After his second place in last year's Vuelta and fourth (third if Floyd Landis is disqualified) in the Tour de France, Carlos Sastre heads to this year's Tour of Spain as one of the biggest favourites. He was initially unsure about his participation due to the fact that he also rode the Giro d'Italia this year but any fears that he would be feeling flat were removed after he had a strong performance in the Clasica San Sebastián two weeks ago.

"My form is not bad," a relaxed Sastre told Cyclingnews at the teams presentation in Málaga's Plaza de la Constitución. "I feel recovered after the Tour the France and the season in general. This one has been hard for me but at this point in time I feel okay and that is what is important for making the decision [to take part in the Vuelta]."
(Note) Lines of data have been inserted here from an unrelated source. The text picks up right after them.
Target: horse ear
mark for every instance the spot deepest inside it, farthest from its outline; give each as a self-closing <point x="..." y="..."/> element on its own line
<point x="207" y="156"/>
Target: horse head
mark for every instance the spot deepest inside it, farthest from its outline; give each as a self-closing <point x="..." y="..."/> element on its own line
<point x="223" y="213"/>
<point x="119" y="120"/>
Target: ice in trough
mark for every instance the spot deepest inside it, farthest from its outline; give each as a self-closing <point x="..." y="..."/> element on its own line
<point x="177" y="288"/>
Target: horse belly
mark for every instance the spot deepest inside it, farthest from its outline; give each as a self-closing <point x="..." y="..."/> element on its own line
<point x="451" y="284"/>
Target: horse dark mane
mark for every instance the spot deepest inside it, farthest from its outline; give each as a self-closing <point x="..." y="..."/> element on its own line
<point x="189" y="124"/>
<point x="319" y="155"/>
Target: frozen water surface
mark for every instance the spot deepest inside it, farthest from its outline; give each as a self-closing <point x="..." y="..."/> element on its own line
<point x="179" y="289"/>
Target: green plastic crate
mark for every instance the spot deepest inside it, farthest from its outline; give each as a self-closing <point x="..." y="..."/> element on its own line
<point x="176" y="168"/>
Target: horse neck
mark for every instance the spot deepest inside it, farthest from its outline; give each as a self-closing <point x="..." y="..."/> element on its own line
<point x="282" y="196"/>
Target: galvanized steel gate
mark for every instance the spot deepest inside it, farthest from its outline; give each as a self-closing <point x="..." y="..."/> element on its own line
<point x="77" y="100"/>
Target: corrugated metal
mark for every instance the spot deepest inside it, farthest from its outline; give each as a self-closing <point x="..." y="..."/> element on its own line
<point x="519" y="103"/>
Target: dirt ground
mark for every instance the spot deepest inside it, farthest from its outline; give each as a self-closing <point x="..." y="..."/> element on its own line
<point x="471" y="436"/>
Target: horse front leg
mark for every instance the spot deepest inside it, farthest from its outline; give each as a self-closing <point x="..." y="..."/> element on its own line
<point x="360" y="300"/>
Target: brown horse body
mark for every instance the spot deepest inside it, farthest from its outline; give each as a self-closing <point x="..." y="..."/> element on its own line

Sastre confirmed his participation after the San Sebastián race, the CSC rider having gone clear in a dangerous break containing Denis Menchov and Iban Mayo on the final run in to the finish. Although they were caught before the end, it gave him the reassurance he needed to know that he could challenge in the Vuelta.

"I was a little surprised as to how good I felt there," he said. "Before San Sebastian I didn't train too hard but I felt good there. The last part was really tough because there was a headwind and because of that, we didn't stay away to the finish line. But we tried and it was a really positive experience.

"Since then, I spent a week and a half at home, training and spending time with my family. Then last Wednesday I went and saw the ninth stage of this race, the one to Alto de la Cobertoria in was really, really hard."

As was the case when asked about the Vuelta course on the day of the Clasica San Sebastián, Sastre is probably best described as accepting rather than enthusiastic. "It is the course that we have to do. It is not bad, I don't know if it is the best but we will know more about that at the end of the race. We have enough time in the time trials and the mountain stages to gain and lose everything."

When asked about his rivals, he is reluctant to name names. "At the moment, 180 riders will start tomorrow [189 – ed.] and at this point, all of them are dangerous. I have respect for all of them. We have some strong riders here. We will know more about the contenders in the next few days."